Até ao momento, os parasitóides utilizados em Portugal continental têm sido cedidos pelas entidades espanholas e as largadas têm sido levadas a cabo pelas DRAP de cada região afetada. As primeiras observações em campo mostram que o parasitóide T. dryi tem tido um papel importante na redução das populações de T. erytreae e que, embora a praga se tenha vindo a dispersar, o parasitóide tem acompanhado esta dispersão. No entanto, é necessário continuar a monitorizar a dispersão da praga e do seu parasitóide, mantendo aberta a possibilidade de usar outras estratégias de controlo. Desta forma, será possível diminuir o risco da chegada do HLB ao Algarve e dispor de armas para a sua mitigação.
O impacto da doença HLB na citricultura do Brasil e da Flórida foi distinto, tendo sido menor no Brasil, o que se deve ao facto de os produtores brasileiros terem respondido com maior prontidão e organização à ameaça da doença e do vetor presente naquele país, a psila-asiática-dos-citrinos, Diaphorina citri (Bassanezi et al., 2013). Com a organização dos produtores foi montado um método de proteção que se demonstrou muito eficaz, a implementação de áreas de gestão fitossanitária. Nestas, as medidas de controlo são decididas e aplicadas numa ampla área geográfica que envolve várias explorações agrícolas e áreas vizinhas com plantas hospedeiras ou de refúgio da psila (Paiva et al., 2019). Estas áreas envolvem explorações agrícolas assim como proprietários não produtores que poderão ter plantas hospedeiras nos quintais.
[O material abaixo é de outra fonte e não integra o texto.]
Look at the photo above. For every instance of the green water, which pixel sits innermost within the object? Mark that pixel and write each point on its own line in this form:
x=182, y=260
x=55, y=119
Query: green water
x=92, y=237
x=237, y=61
Nestas áreas de gestão fitossanitária faz-se a gestão fitossanitária em conjunto, monitorizando as pragas, identificando pontos críticos, focos de infeção, planeia-se em conjunto como proceder quanto a tratamentos fitossanitários, luta cultural, luta biológica, entre outras, disponibilizando-se os recursos conjuntos para combater um problema comum. Uma estratégia semelhante foi usada no Havai contra a mosca-da-fruta (Ceratitis capitata), onde fizeram largadas de machos estéreis, largadas de parasitoides e tratamentos conjuntos, tendo sido conseguido o controlo da praga numa área considerável e uma redução de 91% no número de frutos infestados com Ceratitis capitata, comparativamente a áreas onde não se aplicaram estas medidas (Vargas et al., 2010).
Como a doença HLB é muito agressiva e não existe uma maneira efetiva de a combater, o combate ao vetor é fulcral. Além do programa de controlo biológico, é proibido movimentar qualquer material vegetal cítrico para fora da zona demarcada (Figura 3) e foram autorizados inseticidas para controlo do inseto, para minimizar a sua dispersão.
Agradecimentos:
Tomás Magalhães é bolseiro de doutoramento da FCT (nº 2020.07798.BD); Beatriz Duarte é bolseira do projeto LIFE Vida for Citrus LIFE18 CCA/ES/001109 e Rita Poeira é bolseira do projeto Pre-HLB (GA 817526: PRE-HLB).